Like almost all the cleaners, I have a family, and with the wages that we earn it is almost impossible to have a dignified place to live and a dignified life. It is very hard because of the physical and mental strain you go through in order to fulfill your duties with your employer.
We grouped together and asked to be paid the London Living Wage of £10.20 per hour which would allow us to have an acceptable standard of living in the capital, to have an adequate level of warmth and shelter, a healthy diet, and allow us better integration and to avoid chronic stress.
In other words, the London Living Wage would enable us to live and work in dignity.
Instead of agreeing to our request to be paid a living wage, or to sit down and talk to our union United Voices of the World, the manager of the Daily Mail's contracting company MITIE threatened to sack us all if we ever strike. That threat was in gross violation of our trade union and human rights.

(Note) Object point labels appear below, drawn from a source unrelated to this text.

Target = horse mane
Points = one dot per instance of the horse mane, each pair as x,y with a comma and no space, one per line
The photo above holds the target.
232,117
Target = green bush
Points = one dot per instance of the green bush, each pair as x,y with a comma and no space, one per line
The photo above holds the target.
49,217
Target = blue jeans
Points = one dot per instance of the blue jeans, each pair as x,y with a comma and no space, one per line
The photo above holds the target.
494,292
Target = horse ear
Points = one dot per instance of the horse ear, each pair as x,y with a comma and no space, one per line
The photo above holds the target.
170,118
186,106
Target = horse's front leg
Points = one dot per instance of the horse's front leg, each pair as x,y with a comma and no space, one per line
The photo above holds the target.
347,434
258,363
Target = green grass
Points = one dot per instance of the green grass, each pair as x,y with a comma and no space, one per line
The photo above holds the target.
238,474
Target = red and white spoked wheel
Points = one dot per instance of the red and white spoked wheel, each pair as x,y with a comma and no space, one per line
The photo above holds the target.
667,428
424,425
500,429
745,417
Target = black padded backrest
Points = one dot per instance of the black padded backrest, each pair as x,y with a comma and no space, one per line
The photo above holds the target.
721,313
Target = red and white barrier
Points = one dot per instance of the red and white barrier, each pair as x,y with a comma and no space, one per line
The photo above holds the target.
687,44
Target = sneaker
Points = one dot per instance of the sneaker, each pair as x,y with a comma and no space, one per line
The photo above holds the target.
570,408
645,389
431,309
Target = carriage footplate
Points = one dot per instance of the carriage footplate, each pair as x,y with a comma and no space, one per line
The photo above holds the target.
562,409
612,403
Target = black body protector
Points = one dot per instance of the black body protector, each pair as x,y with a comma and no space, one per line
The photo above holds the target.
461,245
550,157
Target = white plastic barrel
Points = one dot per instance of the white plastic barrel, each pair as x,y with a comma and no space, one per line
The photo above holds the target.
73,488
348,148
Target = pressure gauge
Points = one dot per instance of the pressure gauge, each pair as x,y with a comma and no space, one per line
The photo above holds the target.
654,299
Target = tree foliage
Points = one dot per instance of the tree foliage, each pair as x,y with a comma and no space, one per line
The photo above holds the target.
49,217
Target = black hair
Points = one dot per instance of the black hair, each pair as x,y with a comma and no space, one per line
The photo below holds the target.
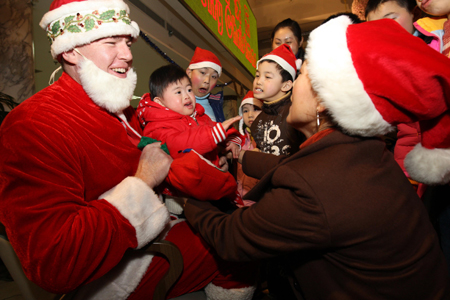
162,77
354,18
285,75
372,5
296,30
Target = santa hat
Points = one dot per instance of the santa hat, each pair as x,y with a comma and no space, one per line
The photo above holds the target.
283,56
248,99
72,23
375,75
205,59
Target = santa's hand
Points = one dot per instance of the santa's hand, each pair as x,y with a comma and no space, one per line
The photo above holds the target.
226,124
223,164
154,165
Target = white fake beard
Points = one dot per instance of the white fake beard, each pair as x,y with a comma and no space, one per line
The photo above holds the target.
106,90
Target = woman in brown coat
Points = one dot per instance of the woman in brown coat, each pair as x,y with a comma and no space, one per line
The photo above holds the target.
340,211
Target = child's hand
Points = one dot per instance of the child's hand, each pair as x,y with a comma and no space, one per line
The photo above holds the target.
234,149
226,124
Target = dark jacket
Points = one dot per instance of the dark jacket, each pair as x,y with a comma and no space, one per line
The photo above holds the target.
272,133
344,216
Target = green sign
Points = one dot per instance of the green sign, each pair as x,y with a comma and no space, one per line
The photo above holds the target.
233,23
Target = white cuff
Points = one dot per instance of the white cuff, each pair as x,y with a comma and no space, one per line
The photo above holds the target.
137,202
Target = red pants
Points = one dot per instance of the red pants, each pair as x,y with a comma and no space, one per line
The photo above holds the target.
201,266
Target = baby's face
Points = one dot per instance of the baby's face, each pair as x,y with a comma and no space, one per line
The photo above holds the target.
178,97
203,80
391,10
249,113
435,7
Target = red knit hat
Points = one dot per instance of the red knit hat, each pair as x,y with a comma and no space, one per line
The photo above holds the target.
72,23
377,76
283,56
248,99
205,59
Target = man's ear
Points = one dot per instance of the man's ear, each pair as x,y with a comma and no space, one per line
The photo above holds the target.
286,86
71,57
320,107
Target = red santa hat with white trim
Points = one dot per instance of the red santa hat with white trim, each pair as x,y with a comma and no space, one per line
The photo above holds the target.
375,75
205,59
248,99
283,56
72,23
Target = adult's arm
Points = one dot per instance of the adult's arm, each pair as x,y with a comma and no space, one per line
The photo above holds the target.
286,219
65,234
256,164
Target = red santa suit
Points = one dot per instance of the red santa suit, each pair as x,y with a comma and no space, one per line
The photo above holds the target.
72,207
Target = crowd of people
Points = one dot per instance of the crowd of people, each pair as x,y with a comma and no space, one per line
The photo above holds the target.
86,178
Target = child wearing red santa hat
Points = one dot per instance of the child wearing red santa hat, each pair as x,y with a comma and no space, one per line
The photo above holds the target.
272,85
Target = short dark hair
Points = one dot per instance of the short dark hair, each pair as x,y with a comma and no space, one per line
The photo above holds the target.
285,75
373,5
296,30
162,77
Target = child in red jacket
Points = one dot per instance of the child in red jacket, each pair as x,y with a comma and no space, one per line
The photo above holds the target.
169,114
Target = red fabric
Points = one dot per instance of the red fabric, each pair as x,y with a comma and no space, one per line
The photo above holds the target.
199,179
201,266
424,95
177,131
446,39
57,159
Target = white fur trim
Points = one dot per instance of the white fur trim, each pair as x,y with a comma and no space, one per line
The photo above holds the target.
284,64
214,292
81,6
137,202
120,281
429,166
70,40
334,77
206,64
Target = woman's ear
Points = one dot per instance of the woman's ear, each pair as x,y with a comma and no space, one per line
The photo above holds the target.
320,107
286,86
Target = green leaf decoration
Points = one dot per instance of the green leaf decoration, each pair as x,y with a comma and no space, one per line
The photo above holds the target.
89,24
107,14
55,28
73,28
68,19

The biggest difficulty on such a low wage is having to work overtime in order to survive and we have very little time to rest. Being able to cover all your responsibilities that you cannot fail to meet such as rent, tax, food, transport, etc. I dream of being able to have an income that allows me to meet the basic needs of my family. And also, why not? Being able to afford at least one family holiday.
These offices are kept spick and span by a 100% migrant workforce. Sadly, the Mail have blamed migrants for depressing wages and yet the agency they employ choose to pay their cleaners the absolute minimum that is legally possible – a wage that keeps the cleaners in poverty - and then unlawfully suppresses any efforts to gain a pay rise.
This dispute makes it crystal clear: those who are really responsible for low wages are not migrants, but rich employers like the Daily Mail, whose editor Paul Dacre received a whopping £2.37 million in remuneration last year, a 50% increase on the year before.
Please support me and my colleagues as we face one of the hardest battles of our lives. I have never been on strike before but if we do it, it will only be to improve the life of my family.